Dieses Misstrauen verfliegt während der ersten Minuten nach Ankunft im Yachthafen von Cherbourg-Octeville schlagartig. In einer Festhalle werden alle Segler und insbesondere die fünf ausländischen Teams in ihrer Landessprache begrüßt. Wir sind das einzige deutsche Team, außerdem sind drei Teams aus Italien, zwei aus Spanien, sowie eines aus Southampton angereist. Jedem Team aus dem europäischen Ausland steht eine persönliche Ansprechpartnerin zur Verfügung.
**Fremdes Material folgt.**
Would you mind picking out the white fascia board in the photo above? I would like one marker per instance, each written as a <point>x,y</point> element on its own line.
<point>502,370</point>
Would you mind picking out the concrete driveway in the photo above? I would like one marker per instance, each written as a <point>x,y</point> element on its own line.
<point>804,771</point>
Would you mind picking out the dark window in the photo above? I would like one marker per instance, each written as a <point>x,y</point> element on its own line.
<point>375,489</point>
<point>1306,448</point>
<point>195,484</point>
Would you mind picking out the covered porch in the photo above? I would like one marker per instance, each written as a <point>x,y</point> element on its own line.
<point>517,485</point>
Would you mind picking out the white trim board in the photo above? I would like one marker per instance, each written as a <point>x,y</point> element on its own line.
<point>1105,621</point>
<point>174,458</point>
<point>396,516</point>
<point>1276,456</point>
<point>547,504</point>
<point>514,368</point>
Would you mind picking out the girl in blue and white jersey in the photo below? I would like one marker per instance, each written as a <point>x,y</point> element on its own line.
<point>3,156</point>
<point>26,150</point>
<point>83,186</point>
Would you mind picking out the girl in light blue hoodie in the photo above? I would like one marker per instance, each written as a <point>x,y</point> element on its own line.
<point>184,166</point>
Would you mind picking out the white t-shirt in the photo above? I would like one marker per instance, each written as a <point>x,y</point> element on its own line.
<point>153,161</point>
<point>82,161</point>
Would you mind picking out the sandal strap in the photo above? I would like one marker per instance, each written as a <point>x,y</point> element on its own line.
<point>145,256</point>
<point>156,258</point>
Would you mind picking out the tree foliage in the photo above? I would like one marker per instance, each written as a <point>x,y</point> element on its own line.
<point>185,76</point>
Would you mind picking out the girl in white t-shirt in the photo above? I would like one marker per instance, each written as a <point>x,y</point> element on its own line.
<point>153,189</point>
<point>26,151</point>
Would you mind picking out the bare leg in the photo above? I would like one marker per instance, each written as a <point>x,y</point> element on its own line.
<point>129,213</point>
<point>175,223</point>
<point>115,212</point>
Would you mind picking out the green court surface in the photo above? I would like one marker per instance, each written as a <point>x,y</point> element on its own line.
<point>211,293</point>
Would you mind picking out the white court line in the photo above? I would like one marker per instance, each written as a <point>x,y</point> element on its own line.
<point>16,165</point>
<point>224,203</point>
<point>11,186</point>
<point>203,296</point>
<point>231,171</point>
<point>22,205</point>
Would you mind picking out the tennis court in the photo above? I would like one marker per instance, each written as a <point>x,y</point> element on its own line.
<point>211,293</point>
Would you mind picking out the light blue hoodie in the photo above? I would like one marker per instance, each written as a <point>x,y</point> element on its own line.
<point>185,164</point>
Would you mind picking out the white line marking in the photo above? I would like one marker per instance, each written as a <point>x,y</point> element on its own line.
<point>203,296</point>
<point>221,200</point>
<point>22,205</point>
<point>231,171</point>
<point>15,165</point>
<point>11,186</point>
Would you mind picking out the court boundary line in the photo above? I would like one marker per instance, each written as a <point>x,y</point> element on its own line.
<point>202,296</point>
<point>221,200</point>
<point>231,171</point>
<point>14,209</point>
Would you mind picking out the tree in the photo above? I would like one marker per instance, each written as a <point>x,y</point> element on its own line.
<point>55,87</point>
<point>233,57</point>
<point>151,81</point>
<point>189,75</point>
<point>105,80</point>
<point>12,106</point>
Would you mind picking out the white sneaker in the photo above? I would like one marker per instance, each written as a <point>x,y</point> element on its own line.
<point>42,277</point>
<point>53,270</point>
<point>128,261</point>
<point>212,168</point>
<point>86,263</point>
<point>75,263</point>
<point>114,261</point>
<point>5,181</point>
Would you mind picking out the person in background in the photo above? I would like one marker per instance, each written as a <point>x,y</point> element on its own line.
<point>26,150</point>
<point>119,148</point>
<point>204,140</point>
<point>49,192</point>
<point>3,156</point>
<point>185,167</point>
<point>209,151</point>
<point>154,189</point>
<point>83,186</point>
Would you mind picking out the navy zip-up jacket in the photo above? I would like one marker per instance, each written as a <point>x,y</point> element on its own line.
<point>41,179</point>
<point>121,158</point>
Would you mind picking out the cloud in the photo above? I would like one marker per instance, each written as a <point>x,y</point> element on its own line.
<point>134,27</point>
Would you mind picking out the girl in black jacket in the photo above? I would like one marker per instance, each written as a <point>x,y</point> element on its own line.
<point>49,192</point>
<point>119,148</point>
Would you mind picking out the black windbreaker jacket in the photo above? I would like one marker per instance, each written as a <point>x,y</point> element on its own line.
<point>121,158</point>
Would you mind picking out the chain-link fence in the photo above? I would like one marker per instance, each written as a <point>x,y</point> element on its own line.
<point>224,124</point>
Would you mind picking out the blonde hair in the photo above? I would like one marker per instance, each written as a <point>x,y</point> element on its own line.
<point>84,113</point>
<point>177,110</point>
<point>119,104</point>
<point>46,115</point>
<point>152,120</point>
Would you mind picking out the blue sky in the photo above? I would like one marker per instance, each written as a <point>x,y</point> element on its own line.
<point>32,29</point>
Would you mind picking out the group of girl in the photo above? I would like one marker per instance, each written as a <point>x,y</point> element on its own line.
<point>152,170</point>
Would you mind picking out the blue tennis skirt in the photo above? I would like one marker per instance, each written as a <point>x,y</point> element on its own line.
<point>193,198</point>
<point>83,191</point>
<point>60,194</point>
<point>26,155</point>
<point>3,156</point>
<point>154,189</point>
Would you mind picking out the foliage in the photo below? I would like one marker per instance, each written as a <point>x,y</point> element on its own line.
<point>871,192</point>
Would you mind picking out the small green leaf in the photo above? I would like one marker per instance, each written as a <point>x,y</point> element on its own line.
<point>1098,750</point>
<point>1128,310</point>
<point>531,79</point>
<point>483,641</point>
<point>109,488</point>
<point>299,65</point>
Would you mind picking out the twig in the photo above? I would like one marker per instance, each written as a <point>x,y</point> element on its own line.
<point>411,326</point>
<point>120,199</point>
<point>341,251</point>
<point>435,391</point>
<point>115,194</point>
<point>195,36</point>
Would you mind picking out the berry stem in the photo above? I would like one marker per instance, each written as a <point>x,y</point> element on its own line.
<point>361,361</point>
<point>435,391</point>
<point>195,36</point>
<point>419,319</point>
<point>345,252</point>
Nach dem Willkommensgruß zeigt uns Justine, die fließend Deutsch spricht, unsere Unterkunft für die nächsten vier Tage – drei Doppelzimmer im Offiziershotel der Marine. Mit so großem Komfort hat niemand von uns gerechnet. Nachdem das Gepäck eingeräumt ist, werden wir um 20.30 Uhr wieder am Hafen zum Buffet empfangen und sind erneut äußerst positiv überrascht. Schnell ist klar, unsere mitgebrachte Kochplatte werden wir sicher nicht anheizen müssen und den Gulaschdosen steht auch der sichere Reimport bevor.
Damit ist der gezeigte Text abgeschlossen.